Daniels’ program is funded wholly by private donations.
Yet despite the mountains of evidence that needle exchanges don’t raise levels of drug use and do prevent HIV, the federal ban remains in effect. Clinton, who had the chance to change course, chickened out.
In 1988, Congress banned federal money from being used on needle exchange programs, though it included an exception allowing the president to waive the federal ban if review by the surgeon general or secretary of Health and Human Services determined that syringe exchange programs were proven effective and did not increase drug use.
A number of federal studies found that such programs did not increase drug use, and in 1998 Donna Shalala, then the secretary of Health and Human Services, concluded, “A meticulous scientific review has now proven that needle exchange programs can reduce the transmission of H.I.V. and save lives without losing ground in the battle against illegal drugs.”
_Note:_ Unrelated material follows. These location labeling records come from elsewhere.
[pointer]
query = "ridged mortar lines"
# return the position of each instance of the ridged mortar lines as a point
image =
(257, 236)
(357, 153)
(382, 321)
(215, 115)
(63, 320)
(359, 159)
However, President Bill Clinton did not remove the ban on syringe exchange financing, and in 1998 Congress reinforced the ban by removing the executive waiver.
The attention paid to the issue helped embolden critics in Congress, who decided not only to tighten the federal ban but also to block Washington’s own financing of such programs. In recent years, Mr. Clinton has said he regrets not having done more to lift the ban.
So what are we to do with a vindictive federal policy that runs counter to the data and that has a disproportionate effect on the city that could most live without it? At least one Congressman (NY’s Jose Serrano) is trying to change it. But it’s almost ten years and probably thousands of lives too late. Anyone still think the “War on Drugs” and all its attendant human costs is a good idea?